The old man's brow darkened, he pushed his glass from him, and looked offended and displeased.
Dunn quickly saw the change that had passed over him, and cutting the wire of a champagne flask, he filled out a foaming tumbler of the generous wine, saying, “Drink this to your own good health, father,—to the man whose wise teachings and prudent maxims have made his son a foremost figure in the age, and who has no higher pride than to own where he got his earliest lessons.”
“Is it true, Davy,—are them words true?” asked the old man, trembling with eagerness.
“As true as that I sit here.” And Dunn drained his glass as he spoke.
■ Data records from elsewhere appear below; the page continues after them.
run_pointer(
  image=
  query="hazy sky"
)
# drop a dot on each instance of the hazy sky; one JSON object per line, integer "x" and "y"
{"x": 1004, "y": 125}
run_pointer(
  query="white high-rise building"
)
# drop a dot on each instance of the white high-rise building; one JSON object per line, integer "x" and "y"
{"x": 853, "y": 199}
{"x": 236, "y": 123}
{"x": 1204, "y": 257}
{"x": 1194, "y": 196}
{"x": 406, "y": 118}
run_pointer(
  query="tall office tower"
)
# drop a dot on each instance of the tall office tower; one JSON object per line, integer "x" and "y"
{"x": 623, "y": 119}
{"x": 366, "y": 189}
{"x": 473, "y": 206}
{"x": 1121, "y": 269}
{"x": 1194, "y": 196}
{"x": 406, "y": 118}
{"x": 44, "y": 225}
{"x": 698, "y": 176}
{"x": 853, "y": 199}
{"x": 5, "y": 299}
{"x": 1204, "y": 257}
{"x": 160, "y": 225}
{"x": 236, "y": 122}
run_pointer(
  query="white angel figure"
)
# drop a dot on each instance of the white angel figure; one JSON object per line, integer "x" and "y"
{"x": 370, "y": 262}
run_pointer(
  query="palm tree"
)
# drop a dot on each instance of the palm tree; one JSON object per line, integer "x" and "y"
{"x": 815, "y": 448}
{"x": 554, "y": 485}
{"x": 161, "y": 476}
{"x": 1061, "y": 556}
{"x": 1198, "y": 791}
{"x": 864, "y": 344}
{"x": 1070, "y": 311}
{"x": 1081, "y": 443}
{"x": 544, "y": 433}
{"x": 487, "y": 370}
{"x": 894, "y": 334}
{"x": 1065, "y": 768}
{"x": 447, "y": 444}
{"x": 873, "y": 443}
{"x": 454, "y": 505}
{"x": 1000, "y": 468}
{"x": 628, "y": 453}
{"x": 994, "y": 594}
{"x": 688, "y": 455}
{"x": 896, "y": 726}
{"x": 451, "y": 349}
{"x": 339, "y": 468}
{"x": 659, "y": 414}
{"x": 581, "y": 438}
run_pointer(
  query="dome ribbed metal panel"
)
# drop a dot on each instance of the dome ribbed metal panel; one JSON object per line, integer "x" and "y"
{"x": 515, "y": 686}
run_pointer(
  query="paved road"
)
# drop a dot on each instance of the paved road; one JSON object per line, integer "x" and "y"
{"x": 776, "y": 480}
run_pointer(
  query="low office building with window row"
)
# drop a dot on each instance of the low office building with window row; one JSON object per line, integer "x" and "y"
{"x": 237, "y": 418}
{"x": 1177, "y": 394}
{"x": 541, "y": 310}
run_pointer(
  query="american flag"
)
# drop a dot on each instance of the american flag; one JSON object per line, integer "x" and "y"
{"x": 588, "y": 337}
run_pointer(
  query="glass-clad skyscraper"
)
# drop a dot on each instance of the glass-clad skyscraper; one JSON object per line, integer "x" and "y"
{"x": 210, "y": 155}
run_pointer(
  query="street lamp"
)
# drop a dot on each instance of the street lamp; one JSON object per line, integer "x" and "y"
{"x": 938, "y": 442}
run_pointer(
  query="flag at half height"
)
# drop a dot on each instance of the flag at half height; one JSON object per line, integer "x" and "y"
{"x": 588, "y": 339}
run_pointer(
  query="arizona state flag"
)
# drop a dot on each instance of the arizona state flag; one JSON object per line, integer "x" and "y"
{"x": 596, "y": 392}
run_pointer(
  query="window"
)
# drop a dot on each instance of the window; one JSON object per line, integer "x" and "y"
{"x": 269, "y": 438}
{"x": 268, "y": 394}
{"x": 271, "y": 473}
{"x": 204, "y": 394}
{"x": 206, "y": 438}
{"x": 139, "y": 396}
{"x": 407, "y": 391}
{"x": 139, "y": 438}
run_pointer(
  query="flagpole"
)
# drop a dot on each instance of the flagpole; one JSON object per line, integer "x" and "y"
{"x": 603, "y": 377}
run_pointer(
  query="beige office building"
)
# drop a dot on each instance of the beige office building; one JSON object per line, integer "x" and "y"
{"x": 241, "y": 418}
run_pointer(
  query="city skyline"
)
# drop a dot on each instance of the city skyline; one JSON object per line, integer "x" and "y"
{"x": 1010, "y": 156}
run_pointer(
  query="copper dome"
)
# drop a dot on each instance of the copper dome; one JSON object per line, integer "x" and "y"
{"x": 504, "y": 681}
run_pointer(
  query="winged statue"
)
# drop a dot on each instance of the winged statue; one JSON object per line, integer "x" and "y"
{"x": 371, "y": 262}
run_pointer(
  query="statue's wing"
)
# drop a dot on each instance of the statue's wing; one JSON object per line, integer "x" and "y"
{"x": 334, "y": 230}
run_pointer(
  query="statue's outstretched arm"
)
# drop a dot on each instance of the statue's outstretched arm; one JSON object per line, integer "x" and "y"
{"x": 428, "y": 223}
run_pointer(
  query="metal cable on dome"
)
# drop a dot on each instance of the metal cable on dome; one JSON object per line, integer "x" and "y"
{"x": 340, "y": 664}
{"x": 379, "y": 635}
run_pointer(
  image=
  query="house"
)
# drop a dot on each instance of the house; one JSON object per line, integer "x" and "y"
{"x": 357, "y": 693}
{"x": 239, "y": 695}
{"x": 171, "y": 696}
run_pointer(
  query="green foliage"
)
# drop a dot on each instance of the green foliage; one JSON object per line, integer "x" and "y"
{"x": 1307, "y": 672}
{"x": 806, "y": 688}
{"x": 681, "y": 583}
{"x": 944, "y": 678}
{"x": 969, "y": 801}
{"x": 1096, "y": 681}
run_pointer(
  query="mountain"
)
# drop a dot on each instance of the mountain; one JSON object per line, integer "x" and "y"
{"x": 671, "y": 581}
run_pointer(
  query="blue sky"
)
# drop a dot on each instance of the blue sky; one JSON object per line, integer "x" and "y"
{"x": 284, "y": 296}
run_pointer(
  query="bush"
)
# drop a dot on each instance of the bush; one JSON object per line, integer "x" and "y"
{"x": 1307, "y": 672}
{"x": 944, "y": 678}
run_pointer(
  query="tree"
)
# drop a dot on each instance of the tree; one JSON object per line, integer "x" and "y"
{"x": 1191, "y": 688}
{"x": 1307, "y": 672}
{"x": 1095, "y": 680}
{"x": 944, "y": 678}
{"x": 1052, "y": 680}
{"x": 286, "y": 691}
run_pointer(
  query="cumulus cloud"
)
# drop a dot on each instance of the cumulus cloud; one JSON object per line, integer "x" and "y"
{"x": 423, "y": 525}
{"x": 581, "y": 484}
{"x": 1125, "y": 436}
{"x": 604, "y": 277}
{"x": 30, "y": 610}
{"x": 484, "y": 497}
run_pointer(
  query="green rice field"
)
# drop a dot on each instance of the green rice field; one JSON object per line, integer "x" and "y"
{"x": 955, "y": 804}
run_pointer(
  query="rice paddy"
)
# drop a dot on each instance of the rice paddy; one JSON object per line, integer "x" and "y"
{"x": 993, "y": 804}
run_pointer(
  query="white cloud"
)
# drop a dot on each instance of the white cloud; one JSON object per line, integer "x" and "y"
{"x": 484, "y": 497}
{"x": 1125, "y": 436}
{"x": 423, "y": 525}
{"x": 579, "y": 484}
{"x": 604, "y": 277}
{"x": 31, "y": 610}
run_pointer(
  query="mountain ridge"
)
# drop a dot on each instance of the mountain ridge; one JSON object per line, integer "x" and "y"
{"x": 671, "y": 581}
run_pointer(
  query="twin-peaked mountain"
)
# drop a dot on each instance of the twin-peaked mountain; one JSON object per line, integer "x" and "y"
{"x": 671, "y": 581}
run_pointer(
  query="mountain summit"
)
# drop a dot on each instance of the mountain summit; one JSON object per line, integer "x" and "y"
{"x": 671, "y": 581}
The old man, partly wearied by the late sitting, partly confused by all the strange tidings he had heard, drooped his head upon his chest and breathed heavily, muttering indistinctly a few broken and incoherent words. Lost in his own reveries, Dunn had not noticed this drowsy stupor, when suddenly the old man said,—
“Davy,—are you here, Davy?”
“Yes, father, here beside you.”
“What a wonderful dream I had, Davy!” he continued; “I dreamed you were made a lord, and that the Queen sent for you, and I was looking everywhere, up and down, for the fine cloak with the ermine all over it that you had to wear before her Majesty; sorra a one of me could find it at all; at last I put my hand on it, and was going to put it on your shoulders, when what should it turn out but a shroud!—ay, a shroud!”
“You are tired, father; these late hours are bad for you. Finish that glass of wine, and I'll say good-night.”
“I wonder what sign a shroud is, Davy?” mumbled the old man, pertinaciously adhering to the dream. “A coffin, they say, is a wedding.”